Chegou a plenitude dos tempos, o Dia do Senhor, que é Dia de Luz, Jesus
Cristo, que se revelou o Filho, pela sua ressurreição dos mortos, a
Descendência prometida, nascida da mulher. Resgata os israelitas, que dão a sua
adesão de fé a ele, da sua condição de servos, dele recebendo a adoção filial.
Na condição de filhos, recebem o Espírito, que é o Espírito daquele que de alma
vivente se tornou Espírito vivificante (1Cor 15,45), e se tornam herdeiros.
Os gálatas, pela fé em Cristo Jesus,
receberam a mesma graça, chamados por Deus que neles revelou o seu Filho (1,16),
tornando-os livres da escravidão da idolatria. Como é possível que agora voltem
a se escravizar aos poderes celestiais, que não passam de “fracos e miseráveis
elementos”, abandonando Cristo Jesus, para assumir a observância das
prescrições da Lei? Teria Paulo trabalhado em vão?
Peroração final (4,12-5,12)
Uma vez que o acolheram como anjo de Deus, não voltem
atrás nos seus sentimentos porque, nele, acolheram o próprio Cristo Jesus.
Estão, agora, cortejando pessoas que nada lhes trazem de bom. Cortejem aquele
que até o tempo presente sofre como que as dores do parto até que Cristo seja
formado neles.
Nós somos os filhos da livre, porque
acreditamos no filho da promessa.

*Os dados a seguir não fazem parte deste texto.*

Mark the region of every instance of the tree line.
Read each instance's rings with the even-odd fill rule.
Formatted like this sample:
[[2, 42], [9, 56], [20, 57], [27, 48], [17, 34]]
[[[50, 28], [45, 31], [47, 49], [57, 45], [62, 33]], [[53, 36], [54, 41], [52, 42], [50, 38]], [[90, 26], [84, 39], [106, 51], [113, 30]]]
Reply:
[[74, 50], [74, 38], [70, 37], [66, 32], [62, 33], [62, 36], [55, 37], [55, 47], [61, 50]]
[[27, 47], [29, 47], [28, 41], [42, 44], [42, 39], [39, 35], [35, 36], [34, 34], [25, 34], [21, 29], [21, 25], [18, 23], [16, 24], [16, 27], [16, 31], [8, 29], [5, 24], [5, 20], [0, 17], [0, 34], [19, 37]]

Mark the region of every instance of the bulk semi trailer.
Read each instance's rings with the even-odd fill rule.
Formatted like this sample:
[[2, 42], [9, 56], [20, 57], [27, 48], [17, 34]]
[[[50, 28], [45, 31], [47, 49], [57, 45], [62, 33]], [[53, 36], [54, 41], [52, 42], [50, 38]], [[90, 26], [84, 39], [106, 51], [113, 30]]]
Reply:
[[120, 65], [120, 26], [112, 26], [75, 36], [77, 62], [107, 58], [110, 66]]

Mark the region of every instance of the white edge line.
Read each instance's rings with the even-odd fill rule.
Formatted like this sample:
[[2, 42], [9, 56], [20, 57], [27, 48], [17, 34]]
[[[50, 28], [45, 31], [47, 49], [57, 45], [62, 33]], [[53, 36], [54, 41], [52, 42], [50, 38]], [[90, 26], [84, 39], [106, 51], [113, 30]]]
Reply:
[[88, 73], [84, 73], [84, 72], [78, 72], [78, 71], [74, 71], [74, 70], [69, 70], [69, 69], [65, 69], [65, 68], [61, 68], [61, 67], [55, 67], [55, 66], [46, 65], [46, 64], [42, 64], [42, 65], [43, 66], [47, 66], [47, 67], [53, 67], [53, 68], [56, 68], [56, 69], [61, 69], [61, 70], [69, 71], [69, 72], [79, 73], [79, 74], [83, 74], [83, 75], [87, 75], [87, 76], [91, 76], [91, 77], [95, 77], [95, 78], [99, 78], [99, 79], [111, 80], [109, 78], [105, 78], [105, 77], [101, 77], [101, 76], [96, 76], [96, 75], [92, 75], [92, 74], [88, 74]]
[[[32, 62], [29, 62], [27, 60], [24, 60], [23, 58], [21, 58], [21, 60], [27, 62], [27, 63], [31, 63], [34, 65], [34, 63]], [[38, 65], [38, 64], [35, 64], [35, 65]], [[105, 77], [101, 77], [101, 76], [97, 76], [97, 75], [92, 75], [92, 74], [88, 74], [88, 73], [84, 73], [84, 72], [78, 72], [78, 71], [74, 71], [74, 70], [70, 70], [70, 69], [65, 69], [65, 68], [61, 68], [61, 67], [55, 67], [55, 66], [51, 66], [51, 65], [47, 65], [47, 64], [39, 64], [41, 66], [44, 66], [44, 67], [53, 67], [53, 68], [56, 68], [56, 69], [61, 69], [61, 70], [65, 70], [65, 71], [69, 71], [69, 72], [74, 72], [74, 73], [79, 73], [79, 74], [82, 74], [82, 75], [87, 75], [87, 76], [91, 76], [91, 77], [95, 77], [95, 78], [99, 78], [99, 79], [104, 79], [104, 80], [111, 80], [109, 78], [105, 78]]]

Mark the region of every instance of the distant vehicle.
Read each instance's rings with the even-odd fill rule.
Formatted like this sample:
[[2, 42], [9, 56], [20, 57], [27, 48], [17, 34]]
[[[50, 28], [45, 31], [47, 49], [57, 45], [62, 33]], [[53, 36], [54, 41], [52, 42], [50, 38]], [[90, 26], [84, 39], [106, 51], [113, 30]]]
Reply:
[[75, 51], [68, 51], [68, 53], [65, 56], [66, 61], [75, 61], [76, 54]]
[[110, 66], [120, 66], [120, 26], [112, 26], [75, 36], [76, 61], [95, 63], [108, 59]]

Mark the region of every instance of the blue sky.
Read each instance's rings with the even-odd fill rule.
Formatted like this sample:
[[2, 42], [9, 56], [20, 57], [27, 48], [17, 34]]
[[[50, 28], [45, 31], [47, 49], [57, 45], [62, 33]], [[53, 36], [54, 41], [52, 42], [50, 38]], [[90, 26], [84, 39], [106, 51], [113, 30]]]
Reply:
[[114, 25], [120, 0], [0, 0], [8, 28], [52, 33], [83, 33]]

Os que abraçam novamente a Lei, que foi dada
no Sinai, são os filhos da escrava, que deve ser expulsa, assim como ordenou
Deus a Abraão a respeito de Agar e do seu filho.
Com Cristo Jesus, alcançamos a
liberdade. Não devemos nos deixar “prender de novo ao jugo da escravidão”.
Aquele que optar pela circuncisão no intuito de obedecer à Lei, está excluindo
Cristo da sua vida porque põe toda sua confiança nos méritos que pode alcançar
pela sua observância da Lei. A graça, que alcançamos pela fé em Cristo, não os
pode justificar: “Nós, com efeito, aguardamos, no Espírito, a esperança da justiça
que vem da fé” (4,5), isto é, a herança que nós esperamos, somente é alcançada
quando vivemos segundo o Espírito que somente é dado àqueles que são
justificados pela fé. O valor que temos que ambicionar é a caridade alcançada
pela fé em Cristo. Circuncisão
ou incircuncisão não significam nada.
Comentário
5,1
Em virtude da nossa justificação pela fé em Cristo Jesus, que Deus estabeleceu
vítima de expiação dos nossos pecados, alcançamos, pela ação do Espírito que
nos mereceu, a condição de viver livres do pecado. Aquele que, aceitando a
circuncisão, se obriga a observar as prescrições da Lei, voltará a conhecer a
escravidão do pecado porque renegará a única ação libertadora, qual é
aquela que Deus opera pelo Filho nascido
da Mulher, chegada a plenitude dos tempos: “Rompestes com Cristo, vós que
buscais a justiça na Lei: caístes fora da graça” (v.4). Pela prática da Lei é
possível a justificação quando há fé naquele a quem a Lei, como pedagogo,
conduz. Tendo-se realizado o envio do Filho, por ter chegado a plenitude dos
tempos, a justiça é alcançada somente pela fé nele. De fato, é somente por
Cristo que alcançamos o Espírito, que nos marca com o seu selo para que nos
tornemos o povo “conquistado para a purificação dos pecados” (Ef 1,23; 1Jo
3,3). Princípio da nossa esperança é a fé em Cristo que nos justificou,
enquanto age pela caridade (Rm 5,1-5).
Terça
feira 28ª semana TC ano par
Reflexão (Gl 5,1-6)
Quando
Paulo fala de forma categórica que não há justificação pelas obras da Lei, está
dizendo aquilo que pessoalmente experimentou de forma inconfundível. Pelo
chamado de Deus Pai fez a experiência da ação nova que a fé em Jesus Cristo
realiza no fiel. A fez na condição de quem estava vivendo, com zelo, a
observância da Lei, a ponto de se considerar irrepreensível. De qual verdade,
então, está falando? Em primeiro lugar, da superioridade da ação que Deus está
realizando nos últimos tempos, tendo chegado o seu “dia” em age pelo Filho e
concede, por ele a filiação adotiva, resgatando da Lei. O que acontecia com a Lei?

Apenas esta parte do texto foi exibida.